My Time At Rugby (1869-74) -- By: Henry Hayman
BSac 57:225 (Jan 1900) p. 95
My Time At Rugby (1869-74)
From what was said in my previous article,1 it will be manifest, that on the soundness of loyalty in the School-house depended largely the diffusion of the same feeling in the School at large; and that, to insure that loyalty, the two School-house tutors must be of the same mind with the Headmaster and the conduits of his influence,—each, in fact, an alter ego to him. This the two gentlemen in question were obviously incapable of being. They had joined the league of the disaffected and cast in their lot with the opposition. If I had the power to dismiss both of them, the best course would have been to do so at once. But the senior of the two was a “foundation” master, and claimed to be only removable by the trustees who had appointed myself. I have stated the fatal weakness in their position, owing to their being a moribund body, expecting dissolution in two years’ time, which disinclined them to any energetic action, and in particular to this exercise of their authority.
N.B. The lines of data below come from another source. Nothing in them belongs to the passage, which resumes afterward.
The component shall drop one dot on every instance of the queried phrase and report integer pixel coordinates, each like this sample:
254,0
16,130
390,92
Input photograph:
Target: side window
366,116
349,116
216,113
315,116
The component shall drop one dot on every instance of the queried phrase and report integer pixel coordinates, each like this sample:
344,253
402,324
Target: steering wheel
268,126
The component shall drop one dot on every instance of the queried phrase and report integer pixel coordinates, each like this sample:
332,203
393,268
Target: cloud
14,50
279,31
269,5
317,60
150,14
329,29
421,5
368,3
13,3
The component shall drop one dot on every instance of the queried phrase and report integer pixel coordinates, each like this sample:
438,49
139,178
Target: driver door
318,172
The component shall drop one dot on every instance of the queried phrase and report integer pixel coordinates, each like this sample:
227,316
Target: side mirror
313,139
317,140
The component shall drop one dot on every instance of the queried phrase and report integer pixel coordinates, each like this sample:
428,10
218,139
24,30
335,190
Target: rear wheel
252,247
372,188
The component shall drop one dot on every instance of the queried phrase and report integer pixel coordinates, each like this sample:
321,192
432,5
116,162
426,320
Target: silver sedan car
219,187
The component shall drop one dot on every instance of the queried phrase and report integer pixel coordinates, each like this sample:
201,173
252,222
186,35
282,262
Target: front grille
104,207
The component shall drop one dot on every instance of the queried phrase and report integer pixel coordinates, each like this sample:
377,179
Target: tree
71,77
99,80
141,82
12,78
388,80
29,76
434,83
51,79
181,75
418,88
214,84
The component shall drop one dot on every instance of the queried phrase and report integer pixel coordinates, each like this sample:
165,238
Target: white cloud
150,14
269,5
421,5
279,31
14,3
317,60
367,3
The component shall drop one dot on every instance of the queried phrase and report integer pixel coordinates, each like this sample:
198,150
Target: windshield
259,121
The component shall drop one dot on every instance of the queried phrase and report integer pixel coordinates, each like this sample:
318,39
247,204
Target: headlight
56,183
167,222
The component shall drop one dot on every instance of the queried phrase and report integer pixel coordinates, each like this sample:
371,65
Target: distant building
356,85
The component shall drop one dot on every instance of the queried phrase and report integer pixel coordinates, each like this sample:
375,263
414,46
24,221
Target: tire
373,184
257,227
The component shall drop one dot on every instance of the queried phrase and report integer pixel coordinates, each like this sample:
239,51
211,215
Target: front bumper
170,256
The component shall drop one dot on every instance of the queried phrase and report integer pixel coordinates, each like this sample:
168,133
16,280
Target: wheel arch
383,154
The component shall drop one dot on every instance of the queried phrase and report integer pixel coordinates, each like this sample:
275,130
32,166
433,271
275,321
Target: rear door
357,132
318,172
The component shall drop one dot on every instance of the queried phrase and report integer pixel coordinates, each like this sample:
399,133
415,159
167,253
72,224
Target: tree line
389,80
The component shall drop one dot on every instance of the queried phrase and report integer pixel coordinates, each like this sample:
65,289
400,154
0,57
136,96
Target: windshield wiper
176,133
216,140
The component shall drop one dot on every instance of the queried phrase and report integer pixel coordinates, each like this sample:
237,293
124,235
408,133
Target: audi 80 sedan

This being so, it seemed inadvisable to remove at once and summarily the junior only. Besides, after the pacific offer I had held out, I felt bound in honor to give it time to work, although with less and less hope of any acceptance of it. On the contrary, I had little doubt that before
BSac 57:225 (Jan 1900) p. 96
long the junior tutor would give me some fresh ground, personal and tangible, for declaring his retention impossible; so I waited, and took the risk of a School-house outbreak, for indeed I had still less doubt that my own relations with the boys would strengthen my position as time went on. I was therefore no whit surprised one morning to hear that the gentleman in question addressed one of his pupils in my own House as follows: “If I was on speaking terms with the Headmaster, I should send you up for punishment.” I invite all who read to ponder the import of these words as between teacher and boy taught; and to regard them only as a sample of the total absence of reticence, in short of the outspoken avowal of disaffection and disloyalty, by one who claimed to be my most confidential agent, with which I was now confronted. That gentleman received his dismissal not long afterwards. At once the volleys of the hostile press opened afresh upon me, charging me with dismissing a well-deserving colleague “without assigning any reason, true or false.”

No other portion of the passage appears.